30/07/2011
NEWS STORY
It's been revealed that an overzealous trigger finger was to blame for Mark Webber's comparatively poor qualifying lap.
The Australian suffered his worst qualifying position of the year, barring China when he failed to make it into Q2 after crashing in final practice leaving his car badly damaged and then suffering a KERS problem.
Like teammate Vettel, Red Bull mechanics worked late into the night on Friday to prepare Webber's car. The tight packaging of the RB7 makes it a difficult car to work on, the Australian reveals, meaning that even straight forward tasks take longer than usual.
"We got to about 3:30am as well," he revealed. "People think we're reinventing the whole car but obviously it's just a tough car to work on, so to do even pretty small changes takes quite a long period of time.
"We didn't turn the car upside down overnight," he added.

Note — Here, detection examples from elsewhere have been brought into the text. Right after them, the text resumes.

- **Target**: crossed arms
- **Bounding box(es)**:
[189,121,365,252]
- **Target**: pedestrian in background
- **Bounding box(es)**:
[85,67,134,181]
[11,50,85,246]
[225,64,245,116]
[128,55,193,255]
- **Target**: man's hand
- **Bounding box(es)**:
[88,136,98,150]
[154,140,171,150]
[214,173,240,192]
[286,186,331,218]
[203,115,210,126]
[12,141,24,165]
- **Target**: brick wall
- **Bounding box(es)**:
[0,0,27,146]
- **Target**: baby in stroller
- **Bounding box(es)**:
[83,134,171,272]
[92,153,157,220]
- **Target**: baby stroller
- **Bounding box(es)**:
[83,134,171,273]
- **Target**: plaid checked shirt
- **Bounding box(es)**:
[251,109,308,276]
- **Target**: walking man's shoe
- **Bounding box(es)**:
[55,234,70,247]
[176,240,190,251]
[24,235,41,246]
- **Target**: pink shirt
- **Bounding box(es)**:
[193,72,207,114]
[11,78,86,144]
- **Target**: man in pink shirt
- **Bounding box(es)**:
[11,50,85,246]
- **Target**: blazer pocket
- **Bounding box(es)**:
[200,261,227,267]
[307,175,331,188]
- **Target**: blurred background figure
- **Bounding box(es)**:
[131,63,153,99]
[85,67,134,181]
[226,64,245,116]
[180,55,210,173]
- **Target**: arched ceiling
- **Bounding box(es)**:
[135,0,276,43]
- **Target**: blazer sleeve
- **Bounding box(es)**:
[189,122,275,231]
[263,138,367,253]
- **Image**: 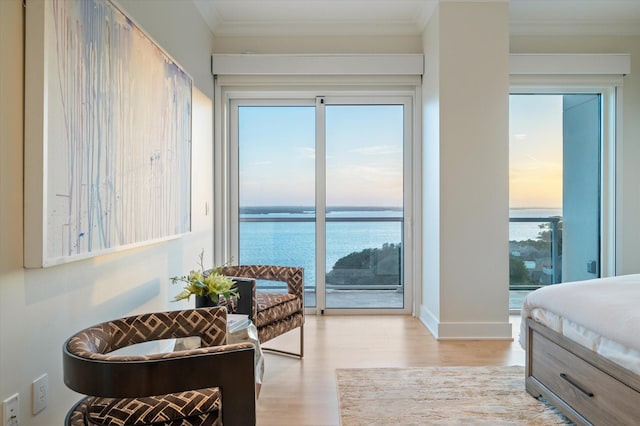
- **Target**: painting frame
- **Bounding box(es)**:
[24,0,193,268]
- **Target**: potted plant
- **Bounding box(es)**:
[171,250,240,308]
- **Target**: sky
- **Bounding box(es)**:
[238,105,403,206]
[509,95,562,208]
[239,95,562,208]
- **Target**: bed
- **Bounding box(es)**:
[520,274,640,425]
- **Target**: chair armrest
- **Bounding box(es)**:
[230,277,258,323]
[62,343,255,398]
[220,265,304,300]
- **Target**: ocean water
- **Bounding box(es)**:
[238,207,562,285]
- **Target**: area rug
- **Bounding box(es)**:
[336,366,571,426]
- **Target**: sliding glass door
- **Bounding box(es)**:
[509,93,605,310]
[230,97,411,312]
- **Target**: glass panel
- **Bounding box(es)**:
[509,94,601,310]
[238,106,316,307]
[325,105,404,308]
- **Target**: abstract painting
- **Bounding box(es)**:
[25,0,192,267]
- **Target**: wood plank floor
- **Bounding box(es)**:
[252,315,524,426]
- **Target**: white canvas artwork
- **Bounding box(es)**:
[25,0,192,267]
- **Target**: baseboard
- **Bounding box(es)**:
[420,306,513,340]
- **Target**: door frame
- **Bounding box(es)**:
[509,76,622,277]
[222,87,422,315]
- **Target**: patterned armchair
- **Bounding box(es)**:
[63,307,256,426]
[220,265,304,358]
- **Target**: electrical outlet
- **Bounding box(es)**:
[31,373,49,415]
[2,393,20,426]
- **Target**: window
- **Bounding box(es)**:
[229,95,412,312]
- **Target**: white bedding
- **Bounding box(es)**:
[520,274,640,374]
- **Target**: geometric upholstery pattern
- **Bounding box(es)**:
[86,388,222,426]
[63,307,255,426]
[220,265,304,358]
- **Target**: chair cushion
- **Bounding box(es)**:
[86,388,222,426]
[255,292,304,328]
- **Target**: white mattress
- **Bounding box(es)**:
[519,274,640,374]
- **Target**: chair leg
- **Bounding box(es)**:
[262,325,304,359]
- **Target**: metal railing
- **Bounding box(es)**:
[509,216,562,288]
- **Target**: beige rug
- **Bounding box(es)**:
[337,366,568,426]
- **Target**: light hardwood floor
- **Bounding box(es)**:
[252,315,524,426]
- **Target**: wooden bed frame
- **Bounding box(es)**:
[525,318,640,425]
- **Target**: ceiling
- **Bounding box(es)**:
[192,0,640,36]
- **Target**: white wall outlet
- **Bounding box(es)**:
[31,373,49,415]
[2,393,20,426]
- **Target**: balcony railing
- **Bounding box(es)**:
[240,215,404,291]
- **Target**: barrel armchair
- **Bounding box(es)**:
[220,265,304,358]
[63,307,256,426]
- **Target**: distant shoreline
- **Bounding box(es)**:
[240,206,403,214]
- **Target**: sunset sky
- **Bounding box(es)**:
[239,95,562,208]
[509,95,562,208]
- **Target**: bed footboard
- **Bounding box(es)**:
[525,319,640,425]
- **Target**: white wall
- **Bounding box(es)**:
[0,0,213,426]
[510,36,640,275]
[420,1,511,339]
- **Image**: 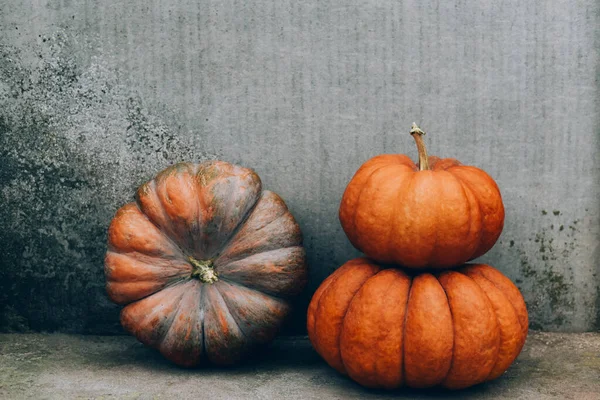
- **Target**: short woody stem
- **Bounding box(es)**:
[410,122,429,171]
[188,257,219,283]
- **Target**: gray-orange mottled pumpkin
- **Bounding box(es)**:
[105,161,307,366]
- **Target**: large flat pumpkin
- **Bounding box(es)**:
[105,161,307,366]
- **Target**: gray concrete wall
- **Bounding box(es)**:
[0,0,600,333]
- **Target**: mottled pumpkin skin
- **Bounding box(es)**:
[307,258,529,389]
[339,154,504,268]
[105,161,307,366]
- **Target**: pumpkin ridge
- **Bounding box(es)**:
[135,183,187,255]
[348,164,390,241]
[471,264,529,340]
[337,270,380,374]
[454,173,485,260]
[127,276,189,305]
[435,274,456,386]
[104,250,189,282]
[306,266,354,355]
[398,275,413,386]
[206,184,262,260]
[198,285,206,357]
[219,276,286,302]
[313,271,354,362]
[460,270,504,384]
[215,245,307,300]
[214,282,249,339]
[386,173,417,259]
[458,172,484,260]
[214,208,302,268]
[156,282,186,350]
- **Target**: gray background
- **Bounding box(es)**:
[0,0,600,333]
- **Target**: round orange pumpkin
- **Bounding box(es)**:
[339,124,504,268]
[105,161,307,366]
[307,258,528,389]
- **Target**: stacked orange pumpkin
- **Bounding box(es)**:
[307,124,528,389]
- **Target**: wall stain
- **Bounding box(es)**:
[0,32,216,333]
[516,214,578,329]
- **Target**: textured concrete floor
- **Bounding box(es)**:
[0,332,600,400]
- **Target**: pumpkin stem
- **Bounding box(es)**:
[188,257,219,283]
[410,122,429,171]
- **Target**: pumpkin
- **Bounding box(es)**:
[339,124,504,268]
[105,161,307,366]
[307,258,528,389]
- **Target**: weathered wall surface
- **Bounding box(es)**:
[0,0,600,333]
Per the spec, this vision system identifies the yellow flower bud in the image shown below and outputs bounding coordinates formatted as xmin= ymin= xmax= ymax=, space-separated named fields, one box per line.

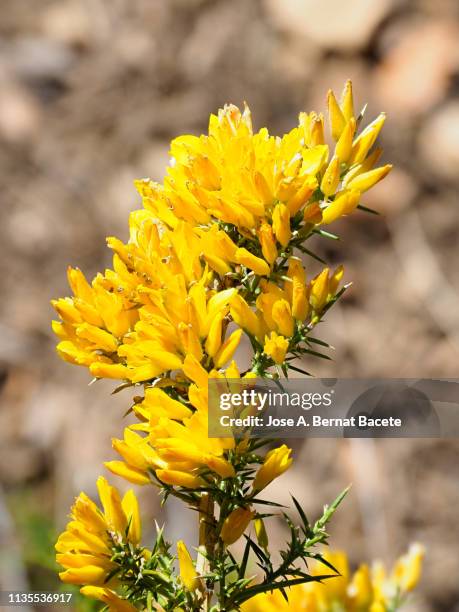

After the session, in which his teammate took his seventh pole of the season, the Australian revealed that being held up on his out lap, and attempting to deploy his DRS too early, meant his final qualifying lap was not as quick as it could have been.
"We had a few KERS issues in the middle of the session", he said, "but we had it back for the last run.
"The problem started really on the out lap. The McLaren's out lap was like the old Jaguar out laps, just tootling around.
"I couldn't go any quicker because JB wouldn't let me pass, which is all fair game, I don't have a problem with that, I would do the same thing if I had to do an out lap like that," he continued.
"So because it was my first lap to start with KERS and DRS it looks like I've activated the DRS a sniff early, and it didn't respond. So I did the whole first straight without DRS.
"That, in combination with JB, means my first sector was a complete disaster. From turn five I hear that the lap was identical to Sebastian's."